The CAN-SPAM Act regulates commercial email communications, including marketing emails sent by healthcare organizations. While transactional emails, such as appointment reminders and billing notifications, are generally exempt, promotional emails must comply with the Act's requirements. According to the Federal Trade Commission (FTC), the CAN-SPAM Act "establishes requirements for commercial messages, gives recipients the right to have you stop emailing them, and spells out tough penalties for violations." To comply, organizations must use accurate sender information, avoid misleading subject lines, include a valid physical address, provide a clear opt-out mechanism, and promptly honor unsubscribe requests.

See also: What is the CAN-SPAM Act and how does it impact healthcare email?

 

42 CFR Part 2

42 CFR Part 2 regulates communications involving records related to substance use disorder treatment. Compared to HIPAA, this regulation places stricter limitations on when patient information may be disclosed. Healthcare organizations subject to Part 2 must exercise additional caution when communicating information via email or other channels, often requiring patient consent before sharing treatment-related information with third parties.

 

California Consumer Privacy Act (CCPA)

The California Consumer Privacy Act (CCPA) grants California residents greater control over their personal information. Although most PHI maintained by HIPAA-covered entities is exempt from the CCPA, the law applies to certain communications involving consumer health data that falls outside HIPAA's scope. Healthcare organizations subject to the CCPA must provide clear privacy notices, respond to consumer requests regarding their personal information, and ensure that communications about data collection and use are transparent.

 

California Confidentiality of Medical Information Act (CMIA)

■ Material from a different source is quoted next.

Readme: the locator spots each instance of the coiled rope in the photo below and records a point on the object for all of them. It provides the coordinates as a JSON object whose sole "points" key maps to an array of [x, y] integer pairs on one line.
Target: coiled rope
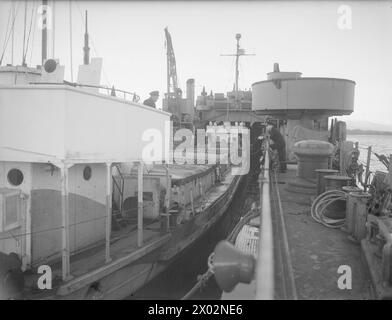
{"points": [[321, 203]]}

The California Confidentiality of Medical Information Act (CMIA) complements HIPAA by imposing strict requirements on the disclosure of medical information. The law regulates when healthcare providers and other covered entities may communicate a patient's medical information and generally requires patient authorization before disclosures that are not otherwise permitted by law. Organizations communicating with California patients via email must ensure that medical information is disclosed only to authorized recipients.

 

Washington My Health My Data Act

The Washington My Health My Data Act regulates the collection, sharing, and disclosure of consumer health data, including information that is not protected by HIPAA. The law requires regulated entities to obtain consumer consent before sharing certain health data and to provide clear privacy disclosures. Healthcare organizations communicating with Washington residents must ensure that electronic communications involving consumer health data comply with these consent and disclosure requirements.

 

How Federal and State laws work together to secure healthcare email communications

Although HIPAA, the HITECH Act, the CAN-SPAM Act, and various state privacy laws each serve different purposes, they collectively create a legal framework that enables healthcare organizations to communicate electronically while protecting patient information. Rather than viewing these laws as separate compliance requirements, organizations should treat them as complementary regulations that support secure, transparent, and patient-centered communication.

 

FAQS

Why is understanding multiple healthcare communication laws important?

No single law governs all aspects of healthcare communication. Understanding how HIPAA, the HITECH Act, the CAN-SPAM Act, and state privacy laws work together helps healthcare organizations protect patient information, maintain compliance, and communicate more effectively with patients and other stakeholders.

 

What happens if federal and state laws conflict?

In general, healthcare organizations must comply with the law that provides greater privacy protection or gives patients additional rights. This often means following state law when it is more stringent than HIPAA.